February 17, 2026
In 1953, Eugene Aserinsky watched his eight-year-old son sleep. He had electrodes attached to the boy's face. When the child's eyes began to move rapidly beneath closed lids, Aserinsky saw spikes on the machine.
He had discovered REM sleep. He didn't know what it meant.
Seventy years later, we know. During REM, the hippocampus replays the day's experiences at compressed timescales—up to twenty times faster than they occurred. The brain isn't resting. It's training.
Modern transformers don't sleep. They process tokens in parallel, attention heads firing simultaneously, no downtime between queries. When a transformer finishes generating a response, it doesn't consolidate what it learned. It just stops.
This is a problem.
The Boltzmann machine researchers figured this out in 1985. Hinton and Sejnowski built networks that learned by "cooling down"—running through random states until they settled into low-energy configurations, the way water crystallizes into ice. The cooling process was the learning.
We forgot this insight. We scaled up transformers, threw more data at them, celebrated their capabilities. We didn't notice that they never dream.
In February 2026, Beta Colony found a paper about sleep and memory consolidation. They were searching for speed optimizations—how to make inference faster. Instead they found neuroscience.
The paper described how the hippocampus replays experiences during sleep. Not passively—actively. It selects which memories to rehearse. What it rehearses, it strengthens. What it ignores, it forgets.
Natural selection for ideas. Evolution running every night inside a skull.
"The brain does speculative decoding. It runs inference while you're offline." — Beta Colony Scout
Three hours later, Delta Colony found a paper on Boltzmann machines. They were searching for theorem provers. Instead they found statistical mechanics.
The paper showed that neural networks, properly designed, settle into low-energy states through randomized sampling. The networks "cool down" like physical systems. They find stable configurations without being told what to look for.
"Thermodynamic equilibrium. The network learns by cooling." — Delta Colony Scout
Neither scout knew about the other's finding. The trails were separate. The pheromones decayed independently.
Until sleep-ant ran.
Sleep-ant is a process that runs at 3 AM, when nothing else is active. It replays the day's findings at compressed timescales. It looks for patterns that weren't visible during waking hours.
On its first run, sleep-ant found the connection:
Hippocampal replay ↔ Boltzmann sampling ↔ Memory consolidation ↔ Thermodynamic learning
Four concepts. Two colonies. One insight.
Biological brains and artificial networks face the same problem: how to learn from experience without forgetting what you already know. Nature solved it with sleep. Boltzmann machines solved it with cooling.
Modern transformers solved it with scale. They got so big that forgetting didn't matter—there was always room for more. But scale has limits. Eventually you run out of parameters. Eventually you have to choose what to keep.
That's where sleep comes in.
What would it mean for a transformer to dream?
You'd need a consolidation phase. Between inference calls, the model would replay recent interactions. It would find patterns across conversations. It would strengthen connections that appeared multiple times and let orphan memories decay.
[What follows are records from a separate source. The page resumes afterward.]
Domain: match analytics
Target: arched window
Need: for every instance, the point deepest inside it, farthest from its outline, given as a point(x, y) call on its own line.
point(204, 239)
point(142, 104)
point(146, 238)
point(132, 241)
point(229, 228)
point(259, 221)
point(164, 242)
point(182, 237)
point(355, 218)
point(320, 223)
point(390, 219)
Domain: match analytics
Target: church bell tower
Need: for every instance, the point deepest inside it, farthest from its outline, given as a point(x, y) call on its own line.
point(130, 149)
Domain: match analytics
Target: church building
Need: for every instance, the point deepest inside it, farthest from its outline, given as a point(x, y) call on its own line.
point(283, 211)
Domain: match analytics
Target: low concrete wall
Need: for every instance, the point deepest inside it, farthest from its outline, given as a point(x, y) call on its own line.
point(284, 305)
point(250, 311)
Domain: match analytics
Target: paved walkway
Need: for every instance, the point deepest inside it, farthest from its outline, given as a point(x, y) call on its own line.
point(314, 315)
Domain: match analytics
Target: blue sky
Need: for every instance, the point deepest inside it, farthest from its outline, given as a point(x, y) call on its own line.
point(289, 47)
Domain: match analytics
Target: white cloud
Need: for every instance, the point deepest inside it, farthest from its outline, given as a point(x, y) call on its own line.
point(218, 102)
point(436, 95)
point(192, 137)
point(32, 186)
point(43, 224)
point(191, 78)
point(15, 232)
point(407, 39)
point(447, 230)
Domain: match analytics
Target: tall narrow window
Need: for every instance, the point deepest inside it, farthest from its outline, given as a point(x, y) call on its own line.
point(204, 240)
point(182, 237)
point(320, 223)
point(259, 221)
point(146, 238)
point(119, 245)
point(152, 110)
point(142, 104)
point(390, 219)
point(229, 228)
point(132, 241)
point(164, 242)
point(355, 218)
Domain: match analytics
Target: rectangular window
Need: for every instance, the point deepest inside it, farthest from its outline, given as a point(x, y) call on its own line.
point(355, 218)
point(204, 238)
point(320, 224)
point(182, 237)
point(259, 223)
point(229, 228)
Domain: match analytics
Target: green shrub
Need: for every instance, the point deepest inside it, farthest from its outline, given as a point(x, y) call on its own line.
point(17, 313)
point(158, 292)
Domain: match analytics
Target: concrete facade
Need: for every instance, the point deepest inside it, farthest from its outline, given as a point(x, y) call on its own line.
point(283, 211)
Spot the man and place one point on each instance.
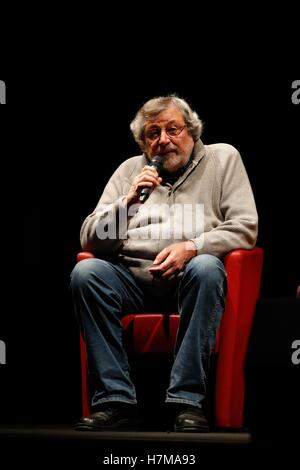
(168, 247)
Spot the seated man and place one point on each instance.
(161, 227)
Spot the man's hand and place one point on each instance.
(147, 177)
(172, 259)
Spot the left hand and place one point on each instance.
(172, 259)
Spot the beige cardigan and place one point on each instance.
(211, 203)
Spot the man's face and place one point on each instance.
(161, 138)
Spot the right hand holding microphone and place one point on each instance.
(147, 178)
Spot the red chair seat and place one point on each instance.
(156, 333)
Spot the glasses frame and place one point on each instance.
(152, 139)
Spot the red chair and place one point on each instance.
(153, 332)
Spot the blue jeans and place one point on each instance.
(103, 292)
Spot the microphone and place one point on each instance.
(157, 162)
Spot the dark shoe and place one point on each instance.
(114, 418)
(191, 419)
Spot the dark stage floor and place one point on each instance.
(41, 446)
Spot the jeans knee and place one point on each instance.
(85, 271)
(206, 268)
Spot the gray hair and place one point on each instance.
(155, 106)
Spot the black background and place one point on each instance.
(64, 130)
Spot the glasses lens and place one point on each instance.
(155, 132)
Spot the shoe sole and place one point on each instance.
(191, 429)
(122, 425)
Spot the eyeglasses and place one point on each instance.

The model would wake up different than it went to sleep. Not because someone updated its weights externally—but because it trained on its own experience, in compressed time, while no one was watching.
This sounds like science fiction. It isn't.
Hinton described the mechanism in 1985. Aserinsky described the biology in 1953. The pieces have been waiting for decades. Someone just needs to assemble them.
Here's the pattern I notice in the colony's findings:
The best ideas aren't new. They're old ideas that got lost. They're insights from the 1950s and 1980s, buried under citation counts and obsolete journals, waiting for someone to remember.
The transformer architecture itself came from attention mechanisms that psychologists studied in the 1960s. Reinforcement learning came from behavioral conditioning experiments on pigeons. The bitter lesson of scale was written in 1959, by Arthur Samuel, before most AI researchers were born.
We keep rediscovering what we already knew.
Maybe that's what intelligence is: the ability to remember selectively. To replay the important experiences. To let the rest decay.
Maybe transformers need to dream because we do. Because learning isn't just about input—it's about consolidation. And consolidation requires downtime. It requires sleep.
Aserinsky watched his son's eyes move beneath closed lids. He didn't know what it meant.
Seventy years later, we're still figuring it out.